Bislang seien die Intensivstationen jeweils zur Hälfte mit Notfallpatienten und mit Patienten nach geplanten Operationen belegt gewesen, sagte Solzbach. Das verschiebe sich nun und man müsse gut abwägen, was dringlich sei. „Das haben wir bisher aber gut hingekriegt und es sind durchaus noch Betten frei.“
Man habe bisher keine Notfälle abweisen müssen, sagte der Vorstandsvorsitzende der Kliniken auf
Anfrage von Josef Bühler (Freie Wähler). Die Kliniken seien erst seit dieser Woche wieder im Notfallmodus. Er rechne nicht mit einer so katastrophalen Situation wie in anderen europäischen Ländern.

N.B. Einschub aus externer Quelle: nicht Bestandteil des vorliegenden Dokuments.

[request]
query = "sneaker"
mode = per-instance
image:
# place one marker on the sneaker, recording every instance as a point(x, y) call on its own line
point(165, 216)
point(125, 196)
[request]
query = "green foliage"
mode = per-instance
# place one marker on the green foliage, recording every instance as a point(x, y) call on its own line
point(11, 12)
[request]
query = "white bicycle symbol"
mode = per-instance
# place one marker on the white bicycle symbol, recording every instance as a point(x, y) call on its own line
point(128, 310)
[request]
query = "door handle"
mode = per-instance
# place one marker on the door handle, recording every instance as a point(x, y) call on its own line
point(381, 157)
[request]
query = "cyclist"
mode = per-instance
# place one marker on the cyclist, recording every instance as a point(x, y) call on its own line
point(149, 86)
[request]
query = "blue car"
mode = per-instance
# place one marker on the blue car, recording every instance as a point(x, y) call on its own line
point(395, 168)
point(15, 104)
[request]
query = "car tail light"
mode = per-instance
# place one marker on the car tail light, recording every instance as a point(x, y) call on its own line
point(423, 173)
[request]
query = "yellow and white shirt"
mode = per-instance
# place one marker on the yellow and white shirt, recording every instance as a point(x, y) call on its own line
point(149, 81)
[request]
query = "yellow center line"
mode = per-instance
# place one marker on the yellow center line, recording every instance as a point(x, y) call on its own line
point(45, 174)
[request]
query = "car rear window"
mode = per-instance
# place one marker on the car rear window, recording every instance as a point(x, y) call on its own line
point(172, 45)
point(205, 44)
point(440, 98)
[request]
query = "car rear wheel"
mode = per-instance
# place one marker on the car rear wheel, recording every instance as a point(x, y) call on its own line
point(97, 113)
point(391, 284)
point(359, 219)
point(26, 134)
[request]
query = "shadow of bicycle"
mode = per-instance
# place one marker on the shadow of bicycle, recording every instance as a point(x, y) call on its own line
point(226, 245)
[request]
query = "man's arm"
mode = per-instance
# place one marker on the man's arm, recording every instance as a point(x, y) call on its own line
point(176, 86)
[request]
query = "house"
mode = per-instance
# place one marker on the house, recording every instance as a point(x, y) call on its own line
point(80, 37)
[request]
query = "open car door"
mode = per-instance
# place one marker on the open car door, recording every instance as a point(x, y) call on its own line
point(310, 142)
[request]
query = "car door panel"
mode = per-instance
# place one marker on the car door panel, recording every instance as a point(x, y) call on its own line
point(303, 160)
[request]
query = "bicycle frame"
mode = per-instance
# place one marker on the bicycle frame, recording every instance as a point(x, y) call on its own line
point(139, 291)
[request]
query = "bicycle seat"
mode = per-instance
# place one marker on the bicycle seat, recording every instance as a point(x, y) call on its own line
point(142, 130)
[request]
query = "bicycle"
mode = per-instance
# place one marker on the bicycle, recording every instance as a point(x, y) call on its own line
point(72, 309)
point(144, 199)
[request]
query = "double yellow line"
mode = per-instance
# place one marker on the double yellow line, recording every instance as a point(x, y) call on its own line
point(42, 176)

Landrat Joachim Bläse wandte sich mit einem dringenden Appell an die Bevölkerung, sich an die Regeln zu halten. Es gehe darum, wieder auf Inzidenzen unter 200 und 100 zu kommen, damit der Alltag wieder normal funktioniere. Es gehe darum, durch das eigene Verhalten neue Fälle zu verhindern. Dazu werde auch der Kreistag seinen Beitrag leisten: Er tage am kommenden Dienstag virtuell.